Re: Jim from Kansas: yes, “College” (i.e. a “degree”) has become the price of admission – there are many who have advanced the hypothesis that all this mess started after Griggs versus Duke Energy (1971) (Supreme Court of the US made aptitude testing difficult/dangerous to employers – who may be sued for “discrimination” – Colleges/Univs are happy because now they are in the position to command customers and so prices keep rising …

It has unforutnately become a numbers game – there are many on campuses who are bean counters – “How many students/credit hours did we generate? Why did it fall in this class/department? Do anything to keep those credit hours increasing” Even as K-12 quality remains a problem, Colleges and Universities know they have a good deal because many come to get their “degrees” and race to the bottom “How can we graduate more in less time?
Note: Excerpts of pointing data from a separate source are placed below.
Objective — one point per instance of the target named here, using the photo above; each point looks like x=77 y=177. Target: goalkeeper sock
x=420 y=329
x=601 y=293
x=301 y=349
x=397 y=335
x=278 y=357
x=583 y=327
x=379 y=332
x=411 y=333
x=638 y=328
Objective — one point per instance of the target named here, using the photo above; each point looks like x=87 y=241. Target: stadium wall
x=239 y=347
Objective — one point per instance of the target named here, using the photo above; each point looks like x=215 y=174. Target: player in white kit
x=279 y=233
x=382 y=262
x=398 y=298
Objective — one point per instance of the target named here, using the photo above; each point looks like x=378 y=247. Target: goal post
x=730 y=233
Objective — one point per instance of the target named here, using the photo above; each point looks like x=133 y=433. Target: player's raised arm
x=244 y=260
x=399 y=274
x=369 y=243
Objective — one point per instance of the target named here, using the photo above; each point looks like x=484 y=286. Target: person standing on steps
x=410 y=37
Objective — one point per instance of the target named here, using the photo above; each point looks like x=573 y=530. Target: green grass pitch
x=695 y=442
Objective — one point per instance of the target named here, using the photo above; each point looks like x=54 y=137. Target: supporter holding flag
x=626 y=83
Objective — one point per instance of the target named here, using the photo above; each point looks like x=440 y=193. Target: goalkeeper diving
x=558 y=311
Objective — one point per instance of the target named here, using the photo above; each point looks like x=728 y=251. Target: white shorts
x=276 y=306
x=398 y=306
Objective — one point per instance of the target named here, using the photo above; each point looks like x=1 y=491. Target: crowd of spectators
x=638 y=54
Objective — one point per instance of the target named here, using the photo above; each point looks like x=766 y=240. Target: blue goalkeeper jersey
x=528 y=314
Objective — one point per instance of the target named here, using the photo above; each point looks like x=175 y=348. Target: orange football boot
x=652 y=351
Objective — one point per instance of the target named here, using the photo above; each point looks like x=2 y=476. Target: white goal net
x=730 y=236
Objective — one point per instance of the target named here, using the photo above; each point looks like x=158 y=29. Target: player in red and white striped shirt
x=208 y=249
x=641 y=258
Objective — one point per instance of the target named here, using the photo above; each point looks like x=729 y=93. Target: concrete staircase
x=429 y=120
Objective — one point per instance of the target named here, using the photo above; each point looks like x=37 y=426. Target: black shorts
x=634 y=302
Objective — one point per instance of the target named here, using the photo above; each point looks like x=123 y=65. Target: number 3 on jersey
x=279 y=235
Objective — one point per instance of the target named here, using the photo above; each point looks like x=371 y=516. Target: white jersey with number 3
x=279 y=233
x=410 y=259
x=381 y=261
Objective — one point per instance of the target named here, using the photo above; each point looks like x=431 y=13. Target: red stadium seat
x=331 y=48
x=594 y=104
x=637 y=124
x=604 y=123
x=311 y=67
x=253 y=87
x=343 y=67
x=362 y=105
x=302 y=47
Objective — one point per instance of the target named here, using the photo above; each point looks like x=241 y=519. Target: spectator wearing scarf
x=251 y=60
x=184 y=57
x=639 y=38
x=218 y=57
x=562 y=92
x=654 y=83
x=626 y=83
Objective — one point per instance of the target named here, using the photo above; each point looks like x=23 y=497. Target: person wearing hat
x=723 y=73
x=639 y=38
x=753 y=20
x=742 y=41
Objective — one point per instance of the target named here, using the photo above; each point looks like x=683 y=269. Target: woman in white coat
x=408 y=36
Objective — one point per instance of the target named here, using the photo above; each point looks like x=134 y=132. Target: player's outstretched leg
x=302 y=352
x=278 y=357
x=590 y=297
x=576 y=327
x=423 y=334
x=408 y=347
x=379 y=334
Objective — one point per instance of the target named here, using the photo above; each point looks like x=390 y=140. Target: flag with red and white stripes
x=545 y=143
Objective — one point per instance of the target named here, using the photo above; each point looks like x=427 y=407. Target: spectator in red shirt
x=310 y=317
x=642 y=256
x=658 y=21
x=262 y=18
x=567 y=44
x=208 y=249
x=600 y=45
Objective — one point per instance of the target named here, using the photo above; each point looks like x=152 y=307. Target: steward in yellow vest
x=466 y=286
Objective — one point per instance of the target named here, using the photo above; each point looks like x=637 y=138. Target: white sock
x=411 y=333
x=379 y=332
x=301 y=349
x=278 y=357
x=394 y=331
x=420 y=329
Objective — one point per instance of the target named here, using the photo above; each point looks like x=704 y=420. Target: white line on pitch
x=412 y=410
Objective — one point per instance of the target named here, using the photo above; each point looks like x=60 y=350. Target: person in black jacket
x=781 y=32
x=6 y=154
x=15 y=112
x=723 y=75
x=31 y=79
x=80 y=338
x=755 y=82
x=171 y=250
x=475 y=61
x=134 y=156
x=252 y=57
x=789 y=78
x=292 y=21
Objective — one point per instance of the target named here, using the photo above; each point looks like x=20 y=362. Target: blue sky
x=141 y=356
How can we maximize revenues by maximizing credit hours and student loans from the Feds?” Even as quality falls, even as students leave less and less educated, GPA’s rise (“We do not want our students to look worse than students from THAT college”) …
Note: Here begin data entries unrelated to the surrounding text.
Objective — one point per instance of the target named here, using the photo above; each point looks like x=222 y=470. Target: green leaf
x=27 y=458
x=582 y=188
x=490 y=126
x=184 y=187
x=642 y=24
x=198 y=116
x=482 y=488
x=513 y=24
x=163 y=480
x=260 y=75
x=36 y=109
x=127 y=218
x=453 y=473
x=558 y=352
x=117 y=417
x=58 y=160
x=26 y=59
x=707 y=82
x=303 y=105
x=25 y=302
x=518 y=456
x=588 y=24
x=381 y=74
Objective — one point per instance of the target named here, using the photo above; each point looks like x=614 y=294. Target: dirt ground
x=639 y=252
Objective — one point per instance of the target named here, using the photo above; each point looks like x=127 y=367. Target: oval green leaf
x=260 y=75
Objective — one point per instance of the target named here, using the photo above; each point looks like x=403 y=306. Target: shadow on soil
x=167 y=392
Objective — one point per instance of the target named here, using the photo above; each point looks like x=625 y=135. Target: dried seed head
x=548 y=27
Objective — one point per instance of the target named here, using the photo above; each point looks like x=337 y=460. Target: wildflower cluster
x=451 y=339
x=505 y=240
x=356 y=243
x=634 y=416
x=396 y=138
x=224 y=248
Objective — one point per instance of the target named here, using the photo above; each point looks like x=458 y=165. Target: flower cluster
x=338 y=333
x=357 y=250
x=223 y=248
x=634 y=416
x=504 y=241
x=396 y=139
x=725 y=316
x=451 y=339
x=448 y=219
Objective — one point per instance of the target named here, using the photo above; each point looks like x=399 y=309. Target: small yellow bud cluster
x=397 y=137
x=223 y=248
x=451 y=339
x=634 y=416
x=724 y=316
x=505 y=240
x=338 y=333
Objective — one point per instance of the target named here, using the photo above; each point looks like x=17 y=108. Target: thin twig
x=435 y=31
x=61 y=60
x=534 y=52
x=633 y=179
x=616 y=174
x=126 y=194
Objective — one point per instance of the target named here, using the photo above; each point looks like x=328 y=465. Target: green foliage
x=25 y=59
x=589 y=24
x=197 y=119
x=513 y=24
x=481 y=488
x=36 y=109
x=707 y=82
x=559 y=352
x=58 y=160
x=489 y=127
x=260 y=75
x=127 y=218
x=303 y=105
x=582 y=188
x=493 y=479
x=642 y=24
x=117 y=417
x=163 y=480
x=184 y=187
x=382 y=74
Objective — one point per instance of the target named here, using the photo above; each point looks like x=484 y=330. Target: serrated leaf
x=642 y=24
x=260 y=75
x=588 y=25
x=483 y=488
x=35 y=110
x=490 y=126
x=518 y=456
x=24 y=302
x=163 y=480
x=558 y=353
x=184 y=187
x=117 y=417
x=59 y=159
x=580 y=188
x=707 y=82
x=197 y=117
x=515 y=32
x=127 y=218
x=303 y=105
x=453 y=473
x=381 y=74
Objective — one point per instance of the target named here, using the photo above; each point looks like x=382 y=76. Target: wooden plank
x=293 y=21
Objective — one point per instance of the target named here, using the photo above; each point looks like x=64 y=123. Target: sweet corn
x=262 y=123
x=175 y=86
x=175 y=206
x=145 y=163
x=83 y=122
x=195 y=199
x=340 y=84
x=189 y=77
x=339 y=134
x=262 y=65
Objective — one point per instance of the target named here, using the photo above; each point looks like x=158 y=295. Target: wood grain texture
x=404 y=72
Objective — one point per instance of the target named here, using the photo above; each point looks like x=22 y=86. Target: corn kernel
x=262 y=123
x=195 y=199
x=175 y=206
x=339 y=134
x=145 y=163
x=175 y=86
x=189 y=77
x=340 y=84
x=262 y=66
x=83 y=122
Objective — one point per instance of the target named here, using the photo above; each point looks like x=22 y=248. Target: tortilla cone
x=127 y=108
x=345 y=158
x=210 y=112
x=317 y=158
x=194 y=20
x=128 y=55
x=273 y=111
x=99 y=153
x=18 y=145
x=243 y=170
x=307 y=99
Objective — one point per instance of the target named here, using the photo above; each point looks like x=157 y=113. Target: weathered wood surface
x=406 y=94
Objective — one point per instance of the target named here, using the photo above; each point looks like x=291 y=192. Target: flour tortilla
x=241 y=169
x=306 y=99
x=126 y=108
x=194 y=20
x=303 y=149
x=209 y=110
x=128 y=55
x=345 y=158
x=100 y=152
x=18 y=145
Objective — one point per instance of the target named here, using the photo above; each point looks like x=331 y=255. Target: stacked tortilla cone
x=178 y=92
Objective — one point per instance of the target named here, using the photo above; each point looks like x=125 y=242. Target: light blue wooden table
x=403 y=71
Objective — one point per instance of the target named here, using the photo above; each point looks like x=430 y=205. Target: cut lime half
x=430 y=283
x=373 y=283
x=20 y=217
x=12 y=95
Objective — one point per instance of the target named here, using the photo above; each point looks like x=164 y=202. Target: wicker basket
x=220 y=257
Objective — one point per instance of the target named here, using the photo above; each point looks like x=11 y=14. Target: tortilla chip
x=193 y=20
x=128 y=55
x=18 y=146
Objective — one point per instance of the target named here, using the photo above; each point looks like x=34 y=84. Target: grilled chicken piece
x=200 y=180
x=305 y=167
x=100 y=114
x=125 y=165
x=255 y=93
Anyone serious to learn and improve MUST take charge of their own educational destiny – yes, there are still many who toil to do a good job of teaching analytical and critical thinking skills – interested kids should seek them out – and they will find help and mentoring as they want, need -

Bill October 26, 2011 at 8:26 am

“ON EDUCATION
At school. you are engaged not so much in acquiring knowledge as in making mental efforts under criticism. A certain amount of knowledge you can indeed with average faculties acquire so as to retain; nor need you regret the hours you spent on much that is forgotten, for the shadow of lost knowledge at least protects you from many illusions. But you go to great school not so much for knowledge as for arts and habits; for the habit of attention, for the art of expression, for the art of assuming at a moment’s notice a new intellectual position, for the art of entering quickly into another person’s thoughts, for the art of submitting to censure and refutation, for the art of indicating assent or dissent in graduated terms, for the habit of regarding minute points of accuracy, for the art of working out what is possible in a given time, for taste, for discrimination, for mental courage, and for mental soberness. Above all, you go to a great school for self-knowledge.”
William Johnson Cory (1823 – 1892)

Gil October 26, 2011 at 8:46 am

That’s akin to saying “work is the tedious stuff you do for eight or so hours a day, five or so day a week to pay the bills”.

Greg October 26, 2011 at 9:10 am

How is that akin to saying anything like that? Some work provides the same opportunities for critical self-reflection, most work doesn’t.